Each client (IP) gets:

  • maxTokens = 5
  • refillRate = 1 token every 12 seconds

Tokens are stored per IP in Redis with timestamp and count.

const express = require("express");
const Redis = require("ioredis");

const app = express();
const redis = new Redis(); // Connects to Redis at localhost:6379

const RATE_LIMIT = {
MAX_TOKENS: 5,
REFILL_INTERVAL_MS: 60 * 1000,
};

function getKey(ip) {
return `rate_limit:${ip}`;
}

async function rateLimiter(req, res, next) {
const ip = req.ip;
const key = getKey(ip);

const now = Date.now();

// Get existing token info from Redis
const data = await redis.hgetall(key);
let tokens = parseInt(data.tokens || RATE_LIMIT.MAX_TOKENS);
let lastRefill = parseInt(data.lastRefill || now);

// Calculate time since last refill
const timeElapsed = now - lastRefill;
const refillTokens = Math.floor(
(timeElapsed / RATE_LIMIT.REFILL_INTERVAL_MS) * RATE_LIMIT.MAX_TOKENS
);

tokens = Math.min(RATE_LIMIT.MAX_TOKENS, tokens + refillTokens);
lastRefill = refillTokens > 0 ? now : lastRefill;

if (tokens > 0) {
tokens--;
await redis.hmset(key, {
tokens,
lastRefill,
});
await redis.expire(key, 60); // auto-expire in 60 sec
next();
} else {
res.set("Retry-After", 60);
res.status(429).send("Rate limit exceeded. Try again later.");
}
}

app.use(rateLimiter);

app.get("/", (req, res) => {
res.send("Hello! You are within the rate limit.");
});

app.listen(3000, () => {
console.log("Server running on http://localhost:3000");
});

How It Works

  • First-time users start with 5 tokens.
  • Each request consumes 1 token.
  • Redis keeps track of tokens + last refill time.
  • Tokens are refilled proportionally every minute.
  • If tokens are 0 → respond with HTTP 429.

Headers for Clients

To improve UX, you can add headers like:

res.set('X-RateLimit-Limit', 5);
res.set('X-RateLimit-Remaining', tokens);

Tech Stack for Rate Limiting

  • API Gateway (e.g., Amazon API Gateway, Kong, Apigee): Applies user-level rate limiting.
  • Redis: Stores counters per user (good for distributed systems).
  • NGINX: Can enforce rate limiting via limit_req_zone.

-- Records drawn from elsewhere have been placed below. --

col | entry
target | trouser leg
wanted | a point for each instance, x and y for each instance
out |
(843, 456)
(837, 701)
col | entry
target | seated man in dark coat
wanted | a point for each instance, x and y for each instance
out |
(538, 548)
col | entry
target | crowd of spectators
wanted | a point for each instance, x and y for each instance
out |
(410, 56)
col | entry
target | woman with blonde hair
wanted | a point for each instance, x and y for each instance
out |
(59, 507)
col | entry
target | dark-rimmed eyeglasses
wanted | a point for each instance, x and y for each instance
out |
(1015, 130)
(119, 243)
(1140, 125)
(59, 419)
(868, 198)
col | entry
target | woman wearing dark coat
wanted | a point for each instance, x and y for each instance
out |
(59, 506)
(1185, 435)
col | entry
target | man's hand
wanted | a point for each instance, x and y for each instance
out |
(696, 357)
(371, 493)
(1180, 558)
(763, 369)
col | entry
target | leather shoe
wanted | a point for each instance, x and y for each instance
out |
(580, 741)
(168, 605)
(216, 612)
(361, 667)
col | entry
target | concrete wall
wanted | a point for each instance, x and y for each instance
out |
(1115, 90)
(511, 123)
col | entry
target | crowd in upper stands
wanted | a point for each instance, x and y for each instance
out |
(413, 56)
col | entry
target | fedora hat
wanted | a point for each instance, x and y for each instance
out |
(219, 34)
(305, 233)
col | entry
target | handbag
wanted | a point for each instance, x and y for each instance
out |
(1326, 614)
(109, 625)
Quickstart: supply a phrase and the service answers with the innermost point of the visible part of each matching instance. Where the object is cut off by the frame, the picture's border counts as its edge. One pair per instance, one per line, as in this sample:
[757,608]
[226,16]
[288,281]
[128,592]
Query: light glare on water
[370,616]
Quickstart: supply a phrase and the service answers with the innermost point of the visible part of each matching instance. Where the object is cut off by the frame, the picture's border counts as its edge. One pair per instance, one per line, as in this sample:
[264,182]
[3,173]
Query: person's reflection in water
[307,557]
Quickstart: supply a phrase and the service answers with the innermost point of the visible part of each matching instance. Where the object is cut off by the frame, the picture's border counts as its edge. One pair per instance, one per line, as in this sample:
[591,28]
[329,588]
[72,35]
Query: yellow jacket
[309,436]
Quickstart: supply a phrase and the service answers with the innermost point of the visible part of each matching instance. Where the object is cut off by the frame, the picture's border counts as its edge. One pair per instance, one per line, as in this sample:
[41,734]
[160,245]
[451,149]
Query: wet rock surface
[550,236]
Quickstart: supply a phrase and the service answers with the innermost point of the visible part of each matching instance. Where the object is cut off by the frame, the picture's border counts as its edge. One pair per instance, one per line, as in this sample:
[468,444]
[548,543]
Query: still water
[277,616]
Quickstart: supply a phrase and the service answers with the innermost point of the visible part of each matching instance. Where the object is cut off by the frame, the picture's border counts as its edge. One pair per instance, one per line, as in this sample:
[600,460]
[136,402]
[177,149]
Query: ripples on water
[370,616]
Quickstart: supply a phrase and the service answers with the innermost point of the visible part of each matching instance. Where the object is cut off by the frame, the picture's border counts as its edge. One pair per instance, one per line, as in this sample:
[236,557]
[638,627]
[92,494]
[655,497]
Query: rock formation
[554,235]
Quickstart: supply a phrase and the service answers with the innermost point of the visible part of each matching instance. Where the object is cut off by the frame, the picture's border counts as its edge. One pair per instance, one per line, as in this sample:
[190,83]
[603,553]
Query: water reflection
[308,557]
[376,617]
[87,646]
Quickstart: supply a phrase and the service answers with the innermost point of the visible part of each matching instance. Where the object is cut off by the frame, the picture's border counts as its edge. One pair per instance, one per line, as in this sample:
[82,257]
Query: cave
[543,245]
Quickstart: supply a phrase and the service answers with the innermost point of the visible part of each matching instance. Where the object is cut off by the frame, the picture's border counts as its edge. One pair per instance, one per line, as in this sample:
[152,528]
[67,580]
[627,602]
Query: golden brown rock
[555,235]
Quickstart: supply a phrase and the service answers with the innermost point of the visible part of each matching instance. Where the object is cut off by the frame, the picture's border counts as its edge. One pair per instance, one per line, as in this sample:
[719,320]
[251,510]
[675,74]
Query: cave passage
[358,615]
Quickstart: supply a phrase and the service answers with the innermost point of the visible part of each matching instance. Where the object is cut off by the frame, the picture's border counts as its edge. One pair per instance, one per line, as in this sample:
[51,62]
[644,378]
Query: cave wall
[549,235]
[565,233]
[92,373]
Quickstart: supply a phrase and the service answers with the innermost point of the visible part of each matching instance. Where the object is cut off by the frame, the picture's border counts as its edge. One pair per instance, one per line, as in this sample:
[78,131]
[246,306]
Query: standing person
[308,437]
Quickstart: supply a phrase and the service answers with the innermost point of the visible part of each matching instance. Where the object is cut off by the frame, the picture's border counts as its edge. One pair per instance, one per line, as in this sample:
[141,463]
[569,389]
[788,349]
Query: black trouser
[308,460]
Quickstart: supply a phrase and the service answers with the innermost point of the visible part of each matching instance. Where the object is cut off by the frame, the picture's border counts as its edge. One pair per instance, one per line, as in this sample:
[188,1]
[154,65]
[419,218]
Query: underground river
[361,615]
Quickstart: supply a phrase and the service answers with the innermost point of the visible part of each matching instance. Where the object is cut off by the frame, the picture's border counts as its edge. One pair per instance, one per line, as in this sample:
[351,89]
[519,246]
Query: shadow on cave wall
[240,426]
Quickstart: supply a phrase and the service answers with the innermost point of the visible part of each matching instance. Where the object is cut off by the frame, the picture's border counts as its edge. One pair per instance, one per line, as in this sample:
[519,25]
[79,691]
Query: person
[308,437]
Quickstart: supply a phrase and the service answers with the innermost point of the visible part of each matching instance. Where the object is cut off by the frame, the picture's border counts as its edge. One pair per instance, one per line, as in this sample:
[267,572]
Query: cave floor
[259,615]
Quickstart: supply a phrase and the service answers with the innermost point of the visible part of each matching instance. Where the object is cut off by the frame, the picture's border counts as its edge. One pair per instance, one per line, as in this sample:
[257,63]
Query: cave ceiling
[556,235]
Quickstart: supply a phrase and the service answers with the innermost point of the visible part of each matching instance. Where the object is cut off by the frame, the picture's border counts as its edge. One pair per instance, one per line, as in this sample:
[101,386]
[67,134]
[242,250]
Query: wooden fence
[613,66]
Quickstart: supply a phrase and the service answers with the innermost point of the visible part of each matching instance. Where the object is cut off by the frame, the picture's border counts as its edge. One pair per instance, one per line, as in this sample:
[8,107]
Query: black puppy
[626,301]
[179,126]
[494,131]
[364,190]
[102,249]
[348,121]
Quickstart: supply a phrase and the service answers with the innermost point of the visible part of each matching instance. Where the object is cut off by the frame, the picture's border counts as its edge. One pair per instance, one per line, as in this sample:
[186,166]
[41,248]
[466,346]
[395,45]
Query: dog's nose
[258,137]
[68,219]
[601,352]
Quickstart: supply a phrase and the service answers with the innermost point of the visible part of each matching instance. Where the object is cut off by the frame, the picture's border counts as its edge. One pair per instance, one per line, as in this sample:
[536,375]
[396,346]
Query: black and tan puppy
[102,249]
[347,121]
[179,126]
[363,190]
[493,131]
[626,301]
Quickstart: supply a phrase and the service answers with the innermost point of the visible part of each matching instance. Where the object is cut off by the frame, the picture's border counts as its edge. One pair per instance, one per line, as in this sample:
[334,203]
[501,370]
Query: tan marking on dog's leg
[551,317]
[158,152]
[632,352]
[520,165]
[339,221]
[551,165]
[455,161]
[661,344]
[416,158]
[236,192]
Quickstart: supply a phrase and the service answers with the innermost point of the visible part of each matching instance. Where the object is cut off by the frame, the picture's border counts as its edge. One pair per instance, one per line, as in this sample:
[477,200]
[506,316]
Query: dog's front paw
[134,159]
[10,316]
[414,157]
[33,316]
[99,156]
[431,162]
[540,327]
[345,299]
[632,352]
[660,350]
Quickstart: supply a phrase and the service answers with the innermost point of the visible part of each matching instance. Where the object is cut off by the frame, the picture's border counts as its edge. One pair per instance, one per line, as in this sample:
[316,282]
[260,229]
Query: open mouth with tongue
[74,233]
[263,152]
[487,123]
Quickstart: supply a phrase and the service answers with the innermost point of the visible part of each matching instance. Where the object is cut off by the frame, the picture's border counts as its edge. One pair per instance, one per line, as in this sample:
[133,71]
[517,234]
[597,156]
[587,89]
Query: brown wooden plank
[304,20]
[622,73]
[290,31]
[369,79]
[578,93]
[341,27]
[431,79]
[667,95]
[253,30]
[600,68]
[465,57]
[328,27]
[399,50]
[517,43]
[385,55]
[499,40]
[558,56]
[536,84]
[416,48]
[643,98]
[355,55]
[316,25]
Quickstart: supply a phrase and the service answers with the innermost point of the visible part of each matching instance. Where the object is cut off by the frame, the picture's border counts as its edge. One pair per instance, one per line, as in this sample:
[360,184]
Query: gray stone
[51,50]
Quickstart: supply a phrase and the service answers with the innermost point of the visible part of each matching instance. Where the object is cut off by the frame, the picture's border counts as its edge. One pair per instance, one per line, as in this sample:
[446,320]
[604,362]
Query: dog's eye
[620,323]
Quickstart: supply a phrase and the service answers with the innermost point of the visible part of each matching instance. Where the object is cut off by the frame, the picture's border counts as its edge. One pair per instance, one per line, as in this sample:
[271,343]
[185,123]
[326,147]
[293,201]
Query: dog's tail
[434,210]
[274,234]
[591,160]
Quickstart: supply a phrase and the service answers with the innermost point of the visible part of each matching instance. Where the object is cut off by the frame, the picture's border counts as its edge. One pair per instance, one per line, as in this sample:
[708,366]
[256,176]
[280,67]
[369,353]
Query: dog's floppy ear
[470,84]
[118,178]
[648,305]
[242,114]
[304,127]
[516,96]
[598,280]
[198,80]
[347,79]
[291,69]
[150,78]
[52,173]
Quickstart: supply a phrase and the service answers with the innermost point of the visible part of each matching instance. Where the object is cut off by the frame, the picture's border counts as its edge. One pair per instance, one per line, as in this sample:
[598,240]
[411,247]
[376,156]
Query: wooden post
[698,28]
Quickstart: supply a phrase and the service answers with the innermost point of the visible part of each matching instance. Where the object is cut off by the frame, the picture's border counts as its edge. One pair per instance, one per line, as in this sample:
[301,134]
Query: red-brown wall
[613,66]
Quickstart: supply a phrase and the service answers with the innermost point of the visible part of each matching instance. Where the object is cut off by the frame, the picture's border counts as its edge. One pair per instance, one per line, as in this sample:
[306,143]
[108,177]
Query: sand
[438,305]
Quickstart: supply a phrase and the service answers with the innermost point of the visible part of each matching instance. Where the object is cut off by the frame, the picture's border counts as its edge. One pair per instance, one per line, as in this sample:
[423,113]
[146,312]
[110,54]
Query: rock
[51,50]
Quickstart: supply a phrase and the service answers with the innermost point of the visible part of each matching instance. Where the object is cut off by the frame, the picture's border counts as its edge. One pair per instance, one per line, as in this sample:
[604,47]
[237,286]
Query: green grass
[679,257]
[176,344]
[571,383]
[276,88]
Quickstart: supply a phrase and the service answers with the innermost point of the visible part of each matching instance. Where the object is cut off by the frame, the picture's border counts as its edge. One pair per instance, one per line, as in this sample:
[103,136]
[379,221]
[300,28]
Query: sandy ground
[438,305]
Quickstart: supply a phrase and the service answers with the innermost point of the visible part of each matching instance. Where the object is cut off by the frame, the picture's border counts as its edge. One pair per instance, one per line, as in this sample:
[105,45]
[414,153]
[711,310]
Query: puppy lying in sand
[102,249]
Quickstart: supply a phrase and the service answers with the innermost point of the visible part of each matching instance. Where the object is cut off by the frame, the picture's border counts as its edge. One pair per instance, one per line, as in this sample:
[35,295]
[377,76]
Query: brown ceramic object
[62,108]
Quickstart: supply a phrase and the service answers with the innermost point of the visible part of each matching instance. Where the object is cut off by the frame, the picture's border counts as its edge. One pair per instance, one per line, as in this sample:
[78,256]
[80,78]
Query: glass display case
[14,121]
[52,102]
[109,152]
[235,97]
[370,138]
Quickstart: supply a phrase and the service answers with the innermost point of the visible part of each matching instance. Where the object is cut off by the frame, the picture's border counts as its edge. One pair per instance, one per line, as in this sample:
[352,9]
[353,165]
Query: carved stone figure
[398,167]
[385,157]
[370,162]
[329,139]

Best Practices of Rate Limiting

  • Implement graceful degradation (e.g., retries, backoff).
  • Provide users with rate limit headers (e.g., X-RateLimit-Limit, X-RateLimit-Remaining).
  • Log and monitor rejected requests to detect abuse or misconfigurations.
  • Use exponential backoff in clients to reduce retry pressure.

What Happens Without Rate Limiting?

  • Denial-of-Service (DoS) risk.
  • Cost explosion from excessive compute/API calls.
  • Poor performance for legitimate users.
  • Data inconsistency under high concurrent writes.